TJDFT condena condomínio de Brasília a indenizar criança agredida por porteiro em área comum.
Um condomínio localizado na Asa Norte, em Brasília, foi condenado pelo Tribunal de Justiça do Distrito Federal e dos Territórios (TJDFT) a indenizar um menino de 10 anos agredido fisicamente por um porteiro do edifício em novembro de 2024. A decisão, proferida pela 2ª Turma Cível, manteve a condenação de primeira instância e ampliou a reparação ao reconhecer também o direito dos pais ao ressarcimento por danos morais reflexos, R$ 3 mil para cada genitor.

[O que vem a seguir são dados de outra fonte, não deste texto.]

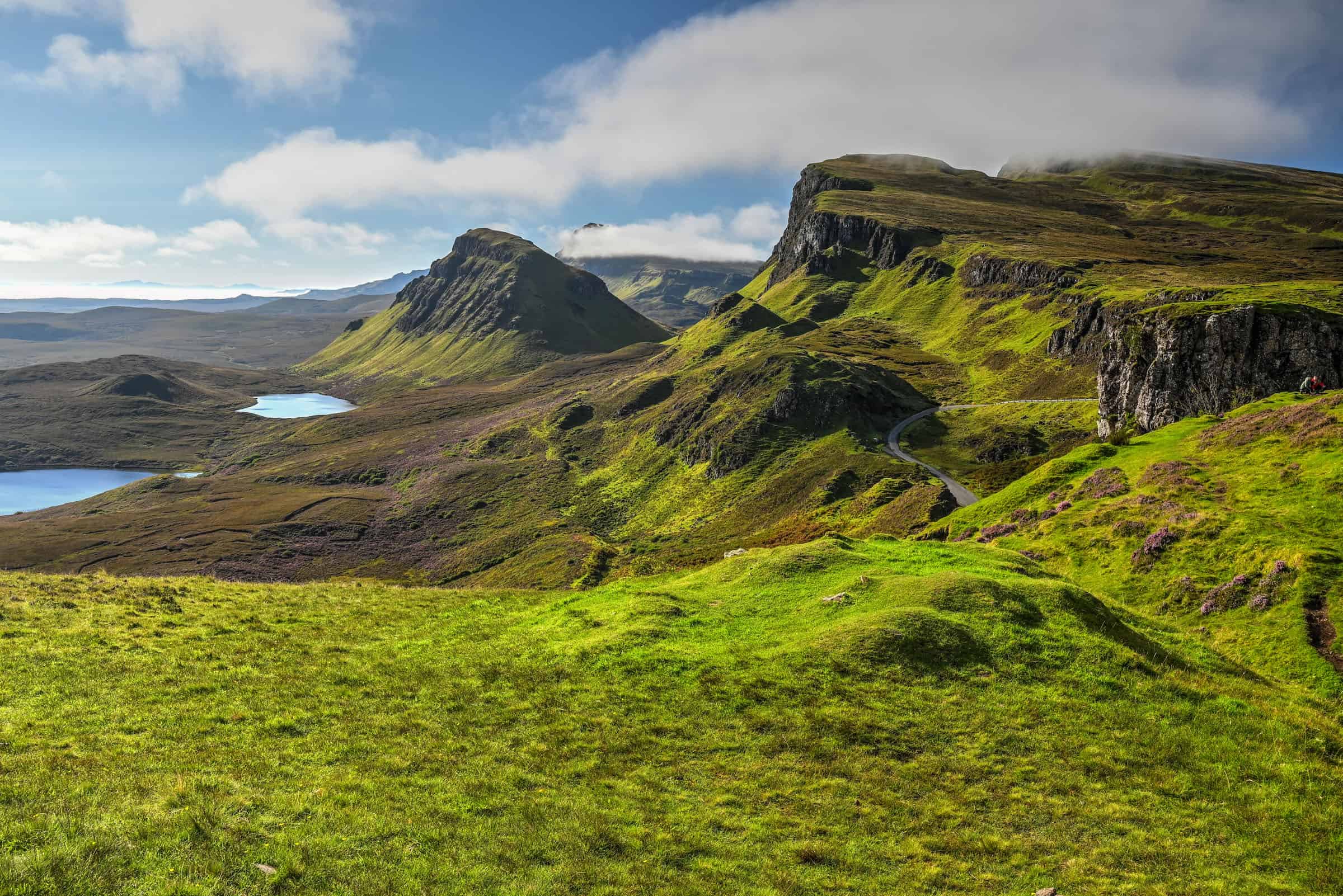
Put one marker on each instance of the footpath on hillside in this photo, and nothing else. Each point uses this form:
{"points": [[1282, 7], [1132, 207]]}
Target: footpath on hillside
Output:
{"points": [[965, 498]]}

O episódio aconteceu no pátio do bloco E da SQN 108, em Brasília, quando a criança brincava com amigos na área comum do prédio. Segundo a denúncia da família, o porteiro abandonou a guarita, agarrou o menino pelo pescoço, desferiu-lhe um tapa no rosto e o arremessou ao chão. O ato foi registrado pelas câmeras de segurança do edifício, tornando-se prova central no processo judicial.
As consequências emocionais da agressão foram graves. A família relatou que a criança, que já convive com diagnóstico de Transtorno de Déficit de Atenção e Hiperatividade (TDAH) e Transtorno do Processamento Auditivo Central, passou a apresentar pesadelos recorrentes, medo de circular pelo condomínio e enurese noturna. Os pais descreveram abalo emocional intenso, agravado pelo que classificaram como postura omissiva e minimizadora por parte dos representantes do condomínio após o incidente.

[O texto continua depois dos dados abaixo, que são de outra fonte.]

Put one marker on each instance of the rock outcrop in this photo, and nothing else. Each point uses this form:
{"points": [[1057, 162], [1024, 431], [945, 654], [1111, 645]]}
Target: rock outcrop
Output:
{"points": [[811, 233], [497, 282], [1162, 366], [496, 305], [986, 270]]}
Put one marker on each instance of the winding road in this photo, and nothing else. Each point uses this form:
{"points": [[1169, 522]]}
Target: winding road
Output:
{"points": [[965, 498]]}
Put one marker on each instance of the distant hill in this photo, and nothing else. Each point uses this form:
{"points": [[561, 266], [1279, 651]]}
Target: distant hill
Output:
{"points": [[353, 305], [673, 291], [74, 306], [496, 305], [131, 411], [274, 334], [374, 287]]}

Na primeira instância, a sentença reconheceu os danos morais exclusivamente em favor da criança, arbitrados em R$ 6 mil, e negou reparação aos genitores. Inconformada, a família recorreu alegando tanto a insuficiência do valor quanto o equívoco em excluir os pais da condenação. O colegiado acolheu parcialmente o recurso: manteve o valor fixado para a criança, por considerá-lo coerente com os parâmetros jurisprudenciais e com a gravidade do dano, e incluiu os genitores na condenação.
O desembargador relator Alvaro Ciarlini fundamentou a decisão destacando que a agressão física de um adulto contra uma criança, por si só, é fato suficiente para gerar trauma psicológico relevante, agravado, neste caso, pelas condições de saúde pré-existentes do menor. Sobre os pais, o magistrado pontuou que o abalo emocional sofrido ultrapassou o limiar do mero aborrecimento cotidiano, configurando o chamado dano moral reflexo ou em ricochete, figura jurídica que reconhece o sofrimento de terceiros diretamente afetados por um ato ilícito cometido contra um ente querido. Nas palavras do relator, a situação "não se trata de mero contratempo inerente às relações cotidianas nem de situação trivial que se possa razoavelmente esperar no convívio de um ambiente condominial".

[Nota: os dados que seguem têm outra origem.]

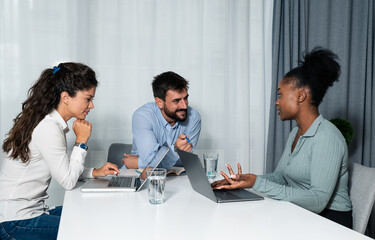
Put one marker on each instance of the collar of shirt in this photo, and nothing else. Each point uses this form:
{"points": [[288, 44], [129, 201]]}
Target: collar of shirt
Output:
{"points": [[55, 115], [314, 127]]}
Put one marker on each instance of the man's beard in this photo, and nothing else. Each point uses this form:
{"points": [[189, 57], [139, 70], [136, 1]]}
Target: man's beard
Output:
{"points": [[174, 116]]}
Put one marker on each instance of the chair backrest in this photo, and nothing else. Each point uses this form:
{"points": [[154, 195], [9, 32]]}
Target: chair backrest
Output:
{"points": [[116, 153], [362, 194]]}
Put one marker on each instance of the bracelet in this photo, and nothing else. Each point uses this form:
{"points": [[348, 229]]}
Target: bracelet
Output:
{"points": [[81, 145]]}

O advogado do condomínio, Wilson de Azevedo Filho, afirmou que o residencial não havia recorrido da sentença de primeira instância, sinalizando interesse em encerrar o caso. Ele admitiu que o porteiro "agiu de cabeça quente" e reconheceu que a atitude foi equivocada, mas ponderou que o funcionário teria enfrentado comportamento desrespeitoso da criança. Na segunda instância, a família do menino chegou a pleitear indenização de R$ 70 mil. A decisão será submetida ao conselho do condomínio, que deliberará sobre a possibilidade de novo recurso.
Do ponto de vista jurídico, o caso reacende um debate central para a gestão condominial: a responsabilidade civil objetiva do condomínio pelos atos praticados por seus funcionários no exercício das funções. O artigo 932 do Código Civil brasileiro é claro ao estabelecer que empregadores e comitentes respondem pelos danos causados por seus empregados e prepostos. No ambiente condominial, isso significa que o síndico e a administração não podem se eximir de responsabilidade quando um funcionário contratado comete abuso, ainda que de forma impulsiva. A contratação de porteiros, zeladores e demais trabalhadores da área comum impõe ao condomínio o dever de supervisão, treinamento e resposta diligente a qualquer incidente.
Para síndicos e administradoras, o caso serve de alerta sobre a necessidade de protocolos claros de conduta para funcionários no trato com moradores e visitantes, especialmente crianças e grupos vulneráveis. A ausência de um plano de resposta a conflitos interpessoais nas áreas comuns pode resultar não apenas em indenizações judiciais, mas em danos reputacionais significativos para o condomínio.